Zweers et al.27 investigated five patients with clEDS and histological investigations reported “gross abnormalities of the elastic fibers and microfibrils in the dermis of these patients and reduced dermal collagen content.... At the ultrastructural level, irregular and immature elastin fibers and fibers devoid of microfibrils were observed.” These findings suggested that “both elastic fiber abnormalities and reduced collagen content contribute to the clinical features seen in patients with clEDS.” There were no consistent electron microscopy (EM) findings in the ten patients in our cohort who had EM performed. Five patients had no abnormalities and in two patients, collagen flowers were noted. These are seen in several other types of EDS as well, typically in classical EDS.16 Interestingly, one patient had some abnormal changes in the elastic fibers and another patient had some excess of elastic fibers.
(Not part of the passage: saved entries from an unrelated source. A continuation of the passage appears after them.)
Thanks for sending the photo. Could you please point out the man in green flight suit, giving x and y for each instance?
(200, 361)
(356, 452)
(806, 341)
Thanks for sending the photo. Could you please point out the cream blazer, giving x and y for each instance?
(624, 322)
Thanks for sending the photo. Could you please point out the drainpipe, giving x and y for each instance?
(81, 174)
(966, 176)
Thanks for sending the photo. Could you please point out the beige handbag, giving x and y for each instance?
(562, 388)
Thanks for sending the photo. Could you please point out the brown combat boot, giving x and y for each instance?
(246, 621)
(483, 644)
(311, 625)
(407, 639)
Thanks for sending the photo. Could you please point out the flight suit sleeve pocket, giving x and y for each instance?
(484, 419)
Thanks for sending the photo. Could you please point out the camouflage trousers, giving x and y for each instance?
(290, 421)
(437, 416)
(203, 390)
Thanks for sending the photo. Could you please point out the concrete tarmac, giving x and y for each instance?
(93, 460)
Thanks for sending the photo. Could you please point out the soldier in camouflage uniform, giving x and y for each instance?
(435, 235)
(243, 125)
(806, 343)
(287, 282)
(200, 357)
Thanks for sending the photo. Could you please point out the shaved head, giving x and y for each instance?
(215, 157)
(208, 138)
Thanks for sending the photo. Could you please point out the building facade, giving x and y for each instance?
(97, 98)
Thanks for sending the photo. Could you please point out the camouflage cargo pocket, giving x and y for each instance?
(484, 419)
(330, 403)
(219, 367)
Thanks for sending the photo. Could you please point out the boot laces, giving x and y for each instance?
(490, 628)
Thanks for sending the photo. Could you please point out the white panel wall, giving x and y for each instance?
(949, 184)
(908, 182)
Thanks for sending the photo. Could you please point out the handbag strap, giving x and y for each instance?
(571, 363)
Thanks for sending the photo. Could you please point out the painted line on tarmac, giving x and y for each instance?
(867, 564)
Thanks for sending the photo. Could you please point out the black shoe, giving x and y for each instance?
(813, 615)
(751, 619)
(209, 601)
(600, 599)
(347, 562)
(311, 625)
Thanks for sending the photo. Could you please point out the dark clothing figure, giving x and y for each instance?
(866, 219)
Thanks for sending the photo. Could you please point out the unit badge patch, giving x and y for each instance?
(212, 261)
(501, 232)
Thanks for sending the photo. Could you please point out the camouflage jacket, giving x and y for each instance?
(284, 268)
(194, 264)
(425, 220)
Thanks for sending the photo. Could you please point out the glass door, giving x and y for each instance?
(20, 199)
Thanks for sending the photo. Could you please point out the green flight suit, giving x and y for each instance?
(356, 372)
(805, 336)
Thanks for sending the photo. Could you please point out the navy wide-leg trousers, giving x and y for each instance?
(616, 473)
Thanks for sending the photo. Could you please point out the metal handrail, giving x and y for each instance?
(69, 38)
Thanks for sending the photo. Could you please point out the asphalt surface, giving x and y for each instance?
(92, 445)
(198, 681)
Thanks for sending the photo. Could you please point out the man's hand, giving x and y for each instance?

clEDS is caused by homozygous or compound heterozygous pathogenic variants in the TNXB gene, which leads to nonsense-mediated mRNA decay of TNXB and result in complete absence of TN-X or in misfolding of the protein8. We noted considerable genetic heterogeneity in our cohort with 16 different pathogenic variants identified of which 11 have not been reported previously (Fig. 2). Pathogenic variants derived from gene conversion events with the TNXA pseudogene were most commonly identified, namely c.12174C>G; p.(Cys4058Trp) (14 alleles), pathogenic deletion including exon 35 (c.11381-?_11524+?del) (9 alleles), and c.11431-?_12725+?del (3 alleles). We assume that the exon 35 deletions with notation c.11381-?_11524+?del, detected via MLPA, and the c.11435_11524+30del variant, detected via NGS,8 are likely the same variant. The frequency of the exon 35 deletion and the p.(Cys4058Trp) variant are comparable in our patients and the patients reported by Demirdas et al.8 The exact pathogenic mechanism of the p.(Cys4058Trp) is currently unknown but the variant affects a cysteine residue that is predicted to form a disulfide bond, stabilizing tertiary protein structure.8 It seems, reviewing the published literature and the LOVD (www.lovd.nl), and HGMD (www.hgmd.cf.ac.uk) databases, that clEDS is often caused by gene conversion events and this is the most common recurrent mechanism of pathogenicity. No genotype–phenotype correlation was observed in our patients.

Conclusion

Currently, 31 patients with clEDS due to tenascin-X deficiency have been reported. Here we report on 20 patients who fulfill the new diagnostic criteria for clEDS and have a molecular diagnosis of clEDS. This increases the number of reported cases from 31 to 51 and broadens the phenotype of this condition, especially with the observation of tissue fragility of the gastrointestinal tract. We propose a predisposition to tissue fragility in patients with clEDS, in particular of the gastrointestinal tract and emphasize the importance of counseling with regard to the risk of gastrointestinal complications. We suggest caution when considering invasive gastrointestinal procedures and to avoid these interventions if possible. We recommend careful selection of analgesic medication in view of elevated risks of diverticulitis and diverticular bleeding in users of aspirin or NSAIDs. We advise carrying a medic alert card with information about clEDS including reported gastrointestinal fragility. We recommend following up these patients closely to develop better recommendations for management based on long-term outcome data for example by cardiovascular screening every 2–5 years and assessments of quality of life by questionnaires. Given the high frequency of musculoskeletal problems in individuals with clEDS (Supplementary Table 1), we propose that coordination of care and follow-up for patients with clEDS lie with (pediatric) rheumatology and if available with specialized Ehlers–Danlos services.